There’s no doubt that you can live off the real estate portfolio you have created over the past couple of years or even decades, but there’s no harm in having some extra padding. Is there? After all, not every single one of us will retire with a 500-property portfolio.
Solo 401(k) Plan for Retirement
If you are a regular BP member, Solo 401(k) plan could be a familiar term, especially if you’re active in the forums. However, if you are not familiar with the option, Solo 401(k) is a qualified retirement plan for self-employed professionals, sole proprietors, and owner-only businesses, allowing them to save strategically for their retirement.
Why did I say‘strategically?’ Unlike the traditional retirement plan, the IRS allows you to self-direct investments in your Solo 401(k) plan, although the option may differ from one provider to another. Before going deep into this concept, let’s look at some of the best features of Solo 401k plans.
- Annual contributions of up to $59,000
- Participant loan of up to $50,000 or 50% of account balance*
- Self-direct your retirement plan**
- Roth option available
- Checkbook control***
- No minimum annual contributions
* May vary depending upon the plan provider
** Traditional custodial institutions generally don’t offer this feature
*** Available with selected self-directed plan providers
Should you choose self-directed Solo 401k or big banks’ Solo 401(k) plan?
Considering the higher contribution limits and Roth option, this might just be the answer for high-income realtors. Here’s a big question:
Do you want to self-direct you Solo 401(k) plan’s investments or choose from investment options offered by major financial institutions?
In order to answer that let us find out more about the custodial Solo 401k plans offered by traditional financial institutions.
What features you might miss with custodial accounts?
- No Participant loan: A quick online research will show that most of the major institutions do not offer a participant loan.
- No Self-directed investments: Financial institutions limit investment options to stocks, bonds, mutual funds, and other financial products they offer.
- No Checkbook control: You will not get the checkbook control feature. Every transaction needs to be approved by a custodian and may lead to additional delay and/or transaction fees…
What features you will receive with a truly self-directed Solo 401(k) plan?
- Participant loan: You can borrow up to $50,000 or 50% of your account balance, whichever is less. This is a particularly beneficial feature for owner-only businesses and self-employed professionals. No credit check, no minimum credit requirement, and an affordable interest rate (prime rate plus 1%).
- Self-directed investments: You get the liberty to invest your money in non-traditional investment options, including real estate, precious metals, mortgage notes, tax liens, tax deeds, private financing and similar custom options.
- Checkbook control: You are in complete control with checkbook feature, allowing you to make investments at your discretion. You won’t have to seek custodian consent and investing would be easier than issuing a check.
Think about: Financial institutions offer traditional investment options only and charge a fee every time you make an investment. With self-directed investments, they might lose their recurring fees, which is among the primary reasons why they offer $0 accounts.

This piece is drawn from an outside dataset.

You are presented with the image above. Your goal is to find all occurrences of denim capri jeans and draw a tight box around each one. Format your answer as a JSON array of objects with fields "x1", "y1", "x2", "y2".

While for professionals with a limited understanding of investment tools, Solo 401(k) plan offered by traditional institutions might work, but it will certainly not offer the flexibility sought by experienced investors.
Considering these points, you are free to make a choice, but keep in mind that every dollar you spend on fee could be $10 in three decades (at an annual interest of 8%) because of compounding interest. Pick your plan carefully!